We use IPF to generate a base population, using census data for the demographics and the IHDS survey dataset for personal and household attributes. The base population thus consists of individual data and household data. We assign each household to an administrative unit within a district.

We also experimented with CTGAN to generate a base population. The major advantage of IPU over CTGAN is that IPU is capable of matching individual level and household level characteristics of an individual while making sure that members of the household have a realistic age and gender joint distribution.

To assign job labels to individuals, the relevant data from the IHDS dataset is used. For the time-being, we classify individuals below the age of 18 as students, but could easily relax this assumption. A subset of the population is also assumed be home-bound. This subset consists of unemployed individuals, homemakers, infants and children under the age 3 and elderly people over the retirement age. We use data from the NSS survey to determine the percentage of adult males and females in a city who are home-bound.

Each student in the population is assigned a school. Similarly, each working individual is assigned a workplace based upon their job label. We generate a synthetic latitude and longitude pair for each home, school and workplace in our dataset using GADM grid population density data.

To assign an individual a school, we sample from the list of schools within that geographical boundary, weighing each school by the inverse of the euclidean distance between it and the individual's home. This weighting factor increases the probability of assigning an individual a school that is closer to their home. We follow a similar method to assign workplaces to adults. Additionally, based on every individual's job label, a workplace is assigned at random from a suitable subset of allowed workplaces.

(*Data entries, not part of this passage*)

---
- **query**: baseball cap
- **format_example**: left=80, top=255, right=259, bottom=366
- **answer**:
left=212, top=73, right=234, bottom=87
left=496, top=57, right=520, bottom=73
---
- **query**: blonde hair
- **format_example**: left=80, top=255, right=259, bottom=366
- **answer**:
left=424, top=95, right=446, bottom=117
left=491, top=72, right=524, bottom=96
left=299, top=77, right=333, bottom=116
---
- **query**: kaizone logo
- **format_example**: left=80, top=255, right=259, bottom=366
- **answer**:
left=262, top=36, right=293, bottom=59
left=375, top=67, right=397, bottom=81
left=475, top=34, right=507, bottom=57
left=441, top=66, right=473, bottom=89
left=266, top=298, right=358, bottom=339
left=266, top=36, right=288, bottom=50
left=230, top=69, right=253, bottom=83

A number of additional attributes are included in our synthetic population, including whether an individual uses public transport or whether an individual is an essential worker. These values are assigned using the individual's job label.

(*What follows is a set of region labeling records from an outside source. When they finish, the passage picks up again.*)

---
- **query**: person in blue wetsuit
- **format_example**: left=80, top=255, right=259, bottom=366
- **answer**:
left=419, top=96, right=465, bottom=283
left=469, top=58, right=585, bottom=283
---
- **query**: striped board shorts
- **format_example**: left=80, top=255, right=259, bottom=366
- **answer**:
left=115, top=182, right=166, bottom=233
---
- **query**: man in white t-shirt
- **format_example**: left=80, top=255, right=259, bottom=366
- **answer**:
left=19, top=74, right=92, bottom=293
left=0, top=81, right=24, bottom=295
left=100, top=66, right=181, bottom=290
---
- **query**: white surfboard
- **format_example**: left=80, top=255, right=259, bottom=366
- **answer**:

Verifying the generated population

The figure below compares the marginal distributions of age, height, and weight across samples of the survey and the synthetic population for the combined districts of Mumbai and Mumbai Suburban. We work with a randomly chosen subset comprising 10,000 individuals to compare with the survey data, although our synthetic population has 12 million individuals.

Histograms comparing age, height, and weight distributions between survey and synthetic population — **Histograms of marginal distributions.** The distributions of age, height, and weight in the synthetic population for the combined districts of Mumbai and Mumbai Suburban. Panels (A)–(C) show the distributions for adults; (D)–(F) show the same for children. In each case, the synthetic distribution is plotted alongside the survey distribution, and the similarity is assessed using the Kolmogorov–Smirnov test.

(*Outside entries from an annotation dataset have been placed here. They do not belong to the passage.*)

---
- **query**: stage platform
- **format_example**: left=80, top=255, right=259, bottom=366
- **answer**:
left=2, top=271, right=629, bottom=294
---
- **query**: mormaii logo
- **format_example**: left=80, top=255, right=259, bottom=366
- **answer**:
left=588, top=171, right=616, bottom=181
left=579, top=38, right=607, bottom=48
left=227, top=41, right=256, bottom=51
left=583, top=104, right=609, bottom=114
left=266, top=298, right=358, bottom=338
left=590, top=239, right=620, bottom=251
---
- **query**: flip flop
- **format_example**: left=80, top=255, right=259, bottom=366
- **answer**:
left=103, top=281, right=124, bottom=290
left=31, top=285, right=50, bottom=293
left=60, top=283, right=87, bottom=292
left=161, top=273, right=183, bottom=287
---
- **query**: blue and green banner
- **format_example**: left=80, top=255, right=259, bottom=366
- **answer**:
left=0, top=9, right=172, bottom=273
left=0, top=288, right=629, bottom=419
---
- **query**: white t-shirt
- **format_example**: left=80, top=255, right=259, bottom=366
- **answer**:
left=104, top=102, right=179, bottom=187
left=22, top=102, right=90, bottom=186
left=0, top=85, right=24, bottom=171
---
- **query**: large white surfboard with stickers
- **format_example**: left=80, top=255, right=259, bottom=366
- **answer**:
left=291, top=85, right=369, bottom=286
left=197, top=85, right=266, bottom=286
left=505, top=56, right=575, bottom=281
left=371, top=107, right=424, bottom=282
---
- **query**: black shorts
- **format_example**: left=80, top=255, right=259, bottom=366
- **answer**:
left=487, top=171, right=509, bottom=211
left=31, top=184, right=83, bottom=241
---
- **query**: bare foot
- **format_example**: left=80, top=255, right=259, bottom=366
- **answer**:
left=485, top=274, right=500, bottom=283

The table below summarises two statistical tests: the two-sample Kolmogorov–Smirnov (KS) test and the Chi-Squared (CS) test. These tests are conducted on compatible columns in both the survey and the synthetic population: the CS test is applied to categorical or Boolean columns (sex in our population), while the KS test is applied to numerical columns (age, height, and weight). For the CS test, the confidence level is the p-value; for the KS test we report 1 − (KS statistic).

Test	Confidence level
CS Test for Sex	0.99
KS Test for Age	0.98
KS Test for Height	0.91
KS Test for Weight	0.95

Statistical benchmarks of the synthetic population. To compare distributions of key columns, we use the chi-square test for discrete variables (reported as a p-value) and the Kolmogorov–Smirnov test for continuous variables (reported as 1 − (KS statistic)).

Critically, our techniques are designed to work seamlessly across data-scarce and data-rich areas; even if a particular area has error-prone or missing data, we can still generate a synthetic population, albeit of slightly poorer quality, but without affecting anything else.